Por outro lado, os colégios também desempenharam papel na educação no mundo colonial, posto que os discípulos de Santo Inácio também fossem uma “ordem docente”, no sentido de empregarem a educação como uma das formas de catequese (García-Villoslada 1991: 833). Na Amazônia, o ensino dos filhos dos moradores e o inicial objetivo de formar noviços para a Companhia demonstram uma das formas de sua inserção no mundo colonial português (Chambouleyron et al. 2011). A chegada e permanência dos padres inacianos em Belém, por exemplo, foi primeiramente condicionada pela sua limitação às atividades de educação dos colonos (Azevedo 1999[1901]). O ensino, assim, fez parte da dimensão política das atividades dos jesuítas, contribuindo para a construção do lugar dessa Ordem no mundo colonial (Chambouleyron et al. 2011).

Importa mencionar que, funcionalmente, a organização espacial desses colégios atendia às demandas da instituição e, além disso, incorporava materialmente o mundo jesuíta em todas as suas dimensões. Como veremos a seguir, esses prédios deveriam seguir um traço elementar, com espaços para residência dos padres, ensino, guarda da produção material advinda das fazendas, oficinas e, claro, a igreja. Para Martins (2009, v. I: 54), todavia, não se deve pensar tais edificações dentro de um plano uniforme de construção da Companhia, já que elas “tomam sua forma de acordo com o contexto histórico, social, cultural e econômico de cada região em particular”.

Por outro lado, considero que, sendo o centro administrativo da Companhia de Jesus, os colégios eram pontos nefrálgicos na atuação global desses padres.

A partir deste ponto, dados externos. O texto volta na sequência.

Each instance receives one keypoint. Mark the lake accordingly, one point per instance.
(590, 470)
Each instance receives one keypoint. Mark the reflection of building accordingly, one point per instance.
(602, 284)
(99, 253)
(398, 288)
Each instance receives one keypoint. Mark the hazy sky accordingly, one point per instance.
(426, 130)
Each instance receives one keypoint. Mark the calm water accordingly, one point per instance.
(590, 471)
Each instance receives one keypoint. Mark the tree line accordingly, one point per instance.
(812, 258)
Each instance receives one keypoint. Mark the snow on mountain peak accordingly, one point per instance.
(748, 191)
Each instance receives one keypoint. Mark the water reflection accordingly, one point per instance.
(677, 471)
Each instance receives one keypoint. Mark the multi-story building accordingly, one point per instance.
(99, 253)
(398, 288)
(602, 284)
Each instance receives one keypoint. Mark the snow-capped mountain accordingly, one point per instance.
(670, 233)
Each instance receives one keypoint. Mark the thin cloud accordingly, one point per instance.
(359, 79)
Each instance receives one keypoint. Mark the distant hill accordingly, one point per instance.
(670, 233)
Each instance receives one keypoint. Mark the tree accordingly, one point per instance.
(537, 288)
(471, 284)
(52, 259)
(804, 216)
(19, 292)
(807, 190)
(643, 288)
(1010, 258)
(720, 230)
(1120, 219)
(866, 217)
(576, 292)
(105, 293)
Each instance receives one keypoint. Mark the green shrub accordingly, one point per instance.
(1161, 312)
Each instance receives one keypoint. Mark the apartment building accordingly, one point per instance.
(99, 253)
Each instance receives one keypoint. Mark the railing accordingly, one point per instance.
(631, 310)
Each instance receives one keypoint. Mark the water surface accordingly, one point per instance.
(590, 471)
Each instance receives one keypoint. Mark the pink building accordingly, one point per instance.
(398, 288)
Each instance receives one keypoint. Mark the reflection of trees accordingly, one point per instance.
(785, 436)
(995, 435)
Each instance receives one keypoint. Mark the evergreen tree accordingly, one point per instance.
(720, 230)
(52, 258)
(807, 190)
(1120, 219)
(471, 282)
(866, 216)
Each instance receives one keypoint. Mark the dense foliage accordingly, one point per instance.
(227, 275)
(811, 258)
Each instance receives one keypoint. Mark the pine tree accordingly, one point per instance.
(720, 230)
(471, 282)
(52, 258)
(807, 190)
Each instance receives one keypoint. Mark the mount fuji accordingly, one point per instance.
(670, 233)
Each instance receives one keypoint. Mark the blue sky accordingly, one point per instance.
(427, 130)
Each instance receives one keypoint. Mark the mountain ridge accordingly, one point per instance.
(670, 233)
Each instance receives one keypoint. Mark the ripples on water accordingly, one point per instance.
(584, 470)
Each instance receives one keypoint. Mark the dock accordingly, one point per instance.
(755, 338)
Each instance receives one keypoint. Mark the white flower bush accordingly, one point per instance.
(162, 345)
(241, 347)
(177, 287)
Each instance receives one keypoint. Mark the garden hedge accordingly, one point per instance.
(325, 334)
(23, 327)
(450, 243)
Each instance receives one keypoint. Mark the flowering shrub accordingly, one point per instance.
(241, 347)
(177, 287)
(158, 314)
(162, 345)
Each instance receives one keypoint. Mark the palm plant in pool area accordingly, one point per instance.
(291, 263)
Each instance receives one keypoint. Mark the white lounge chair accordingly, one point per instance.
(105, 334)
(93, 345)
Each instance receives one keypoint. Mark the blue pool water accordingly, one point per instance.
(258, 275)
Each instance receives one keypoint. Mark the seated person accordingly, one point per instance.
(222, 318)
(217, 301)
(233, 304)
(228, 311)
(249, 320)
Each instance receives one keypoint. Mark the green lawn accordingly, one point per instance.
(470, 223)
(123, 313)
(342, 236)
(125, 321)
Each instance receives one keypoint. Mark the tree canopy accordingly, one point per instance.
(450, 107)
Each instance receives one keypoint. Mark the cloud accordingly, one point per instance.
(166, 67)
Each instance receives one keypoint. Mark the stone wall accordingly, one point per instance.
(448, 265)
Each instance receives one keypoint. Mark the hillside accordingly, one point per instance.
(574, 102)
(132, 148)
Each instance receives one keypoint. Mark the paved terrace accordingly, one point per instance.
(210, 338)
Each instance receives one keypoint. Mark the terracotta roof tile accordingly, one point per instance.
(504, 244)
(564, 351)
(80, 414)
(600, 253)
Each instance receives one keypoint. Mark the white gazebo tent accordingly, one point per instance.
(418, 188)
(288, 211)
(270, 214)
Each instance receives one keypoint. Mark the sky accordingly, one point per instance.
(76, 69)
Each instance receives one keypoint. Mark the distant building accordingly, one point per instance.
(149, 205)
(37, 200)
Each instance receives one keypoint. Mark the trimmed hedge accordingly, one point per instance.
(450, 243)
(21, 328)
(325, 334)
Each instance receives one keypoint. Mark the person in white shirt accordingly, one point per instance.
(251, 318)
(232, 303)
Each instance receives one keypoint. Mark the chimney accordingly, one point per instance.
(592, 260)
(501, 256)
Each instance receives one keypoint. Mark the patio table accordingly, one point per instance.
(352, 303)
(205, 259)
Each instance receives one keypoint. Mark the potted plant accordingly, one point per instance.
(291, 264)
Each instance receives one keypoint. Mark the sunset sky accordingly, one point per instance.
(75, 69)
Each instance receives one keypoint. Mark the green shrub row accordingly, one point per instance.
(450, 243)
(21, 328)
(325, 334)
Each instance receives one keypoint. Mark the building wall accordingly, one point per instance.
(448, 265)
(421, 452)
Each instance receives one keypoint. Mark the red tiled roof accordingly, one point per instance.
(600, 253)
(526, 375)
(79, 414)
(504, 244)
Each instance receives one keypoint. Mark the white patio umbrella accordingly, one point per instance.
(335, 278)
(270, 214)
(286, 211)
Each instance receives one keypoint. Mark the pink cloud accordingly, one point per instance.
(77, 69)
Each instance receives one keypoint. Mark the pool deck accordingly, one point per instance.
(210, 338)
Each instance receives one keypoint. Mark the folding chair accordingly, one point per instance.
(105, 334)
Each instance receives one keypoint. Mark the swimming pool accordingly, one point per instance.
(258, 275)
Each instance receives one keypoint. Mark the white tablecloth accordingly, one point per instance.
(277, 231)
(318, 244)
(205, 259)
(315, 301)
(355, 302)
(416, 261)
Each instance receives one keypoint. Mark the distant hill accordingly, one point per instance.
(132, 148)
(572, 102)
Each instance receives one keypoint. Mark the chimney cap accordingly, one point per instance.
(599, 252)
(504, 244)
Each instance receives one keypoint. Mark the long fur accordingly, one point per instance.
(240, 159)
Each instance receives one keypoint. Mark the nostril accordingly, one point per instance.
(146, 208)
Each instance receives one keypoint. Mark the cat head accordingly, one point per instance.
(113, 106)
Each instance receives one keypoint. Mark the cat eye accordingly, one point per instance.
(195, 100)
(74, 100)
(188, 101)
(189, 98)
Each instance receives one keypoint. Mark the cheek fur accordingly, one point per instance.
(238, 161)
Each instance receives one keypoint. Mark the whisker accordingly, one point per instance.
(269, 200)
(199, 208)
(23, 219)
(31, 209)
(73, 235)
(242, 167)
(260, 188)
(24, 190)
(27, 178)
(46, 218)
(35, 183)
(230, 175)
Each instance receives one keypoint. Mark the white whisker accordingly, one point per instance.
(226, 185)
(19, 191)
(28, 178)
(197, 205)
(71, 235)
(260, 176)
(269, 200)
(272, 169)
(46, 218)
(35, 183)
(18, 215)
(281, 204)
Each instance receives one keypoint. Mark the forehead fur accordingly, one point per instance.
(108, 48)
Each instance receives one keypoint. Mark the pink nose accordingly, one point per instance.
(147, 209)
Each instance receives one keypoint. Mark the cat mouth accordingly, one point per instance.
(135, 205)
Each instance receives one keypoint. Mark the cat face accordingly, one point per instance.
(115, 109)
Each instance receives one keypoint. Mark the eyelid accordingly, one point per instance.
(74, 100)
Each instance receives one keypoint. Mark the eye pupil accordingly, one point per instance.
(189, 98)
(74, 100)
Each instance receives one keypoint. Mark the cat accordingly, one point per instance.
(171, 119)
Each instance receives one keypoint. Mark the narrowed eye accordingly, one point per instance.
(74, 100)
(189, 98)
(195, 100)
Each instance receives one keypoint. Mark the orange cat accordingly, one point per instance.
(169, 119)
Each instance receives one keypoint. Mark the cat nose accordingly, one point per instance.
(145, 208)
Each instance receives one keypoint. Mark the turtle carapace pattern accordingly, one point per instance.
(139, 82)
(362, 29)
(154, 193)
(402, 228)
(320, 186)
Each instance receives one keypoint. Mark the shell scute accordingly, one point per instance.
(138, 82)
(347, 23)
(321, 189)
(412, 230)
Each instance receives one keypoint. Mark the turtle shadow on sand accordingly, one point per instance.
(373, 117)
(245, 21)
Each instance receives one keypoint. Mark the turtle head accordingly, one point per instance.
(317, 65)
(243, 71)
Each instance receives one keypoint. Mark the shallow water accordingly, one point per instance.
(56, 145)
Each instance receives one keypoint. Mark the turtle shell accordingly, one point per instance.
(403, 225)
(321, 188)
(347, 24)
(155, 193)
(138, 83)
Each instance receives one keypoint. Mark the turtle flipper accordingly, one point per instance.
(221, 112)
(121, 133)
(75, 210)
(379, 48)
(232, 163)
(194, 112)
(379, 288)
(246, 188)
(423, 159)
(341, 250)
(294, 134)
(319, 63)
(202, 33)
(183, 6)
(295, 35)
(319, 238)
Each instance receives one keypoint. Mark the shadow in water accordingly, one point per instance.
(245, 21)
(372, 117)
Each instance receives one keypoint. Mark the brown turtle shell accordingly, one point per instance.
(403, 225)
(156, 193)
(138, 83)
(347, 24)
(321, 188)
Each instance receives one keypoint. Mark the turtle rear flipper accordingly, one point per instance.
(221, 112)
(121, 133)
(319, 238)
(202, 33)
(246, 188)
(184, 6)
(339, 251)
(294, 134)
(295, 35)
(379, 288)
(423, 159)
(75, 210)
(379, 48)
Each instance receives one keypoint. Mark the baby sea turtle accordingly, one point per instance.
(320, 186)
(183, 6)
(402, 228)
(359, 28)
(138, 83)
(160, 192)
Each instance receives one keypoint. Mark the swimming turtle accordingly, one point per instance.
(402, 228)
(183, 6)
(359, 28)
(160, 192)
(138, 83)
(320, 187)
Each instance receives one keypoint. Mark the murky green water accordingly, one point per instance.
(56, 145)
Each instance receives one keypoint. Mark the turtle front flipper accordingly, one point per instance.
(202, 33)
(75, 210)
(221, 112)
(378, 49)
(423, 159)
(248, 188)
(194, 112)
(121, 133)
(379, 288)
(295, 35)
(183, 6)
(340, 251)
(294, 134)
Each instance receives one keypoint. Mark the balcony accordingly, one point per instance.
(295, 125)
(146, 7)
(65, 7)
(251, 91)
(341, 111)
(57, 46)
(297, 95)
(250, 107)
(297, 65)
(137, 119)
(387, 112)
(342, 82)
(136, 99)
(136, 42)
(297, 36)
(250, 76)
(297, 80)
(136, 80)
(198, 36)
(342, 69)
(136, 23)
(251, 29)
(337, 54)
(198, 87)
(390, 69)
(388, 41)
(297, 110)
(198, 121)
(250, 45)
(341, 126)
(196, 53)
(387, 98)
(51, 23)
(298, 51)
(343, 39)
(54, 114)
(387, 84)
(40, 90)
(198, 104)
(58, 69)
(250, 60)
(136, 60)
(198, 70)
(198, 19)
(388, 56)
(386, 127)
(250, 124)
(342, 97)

Eles integravam o amplo complexo das missões mundiais organizadas a partir da Assistência de Portugal, que incluía todo o império luso, tais como a Índia, o Japão, a China, Etiópia e arquipélago indonésio (Alden 1996). Isto implica, pois, na necessária percepção da relação local-global que enseja a prática jesuítica no mundo colonial (Alden 1996), o que permite, em minha percepção, a análise de uma das formas de estruturação e uma das forças diretoras desenvolvidas para a expansão do capitalismo em seus meios de dominação (Lima 2002a, 2002b).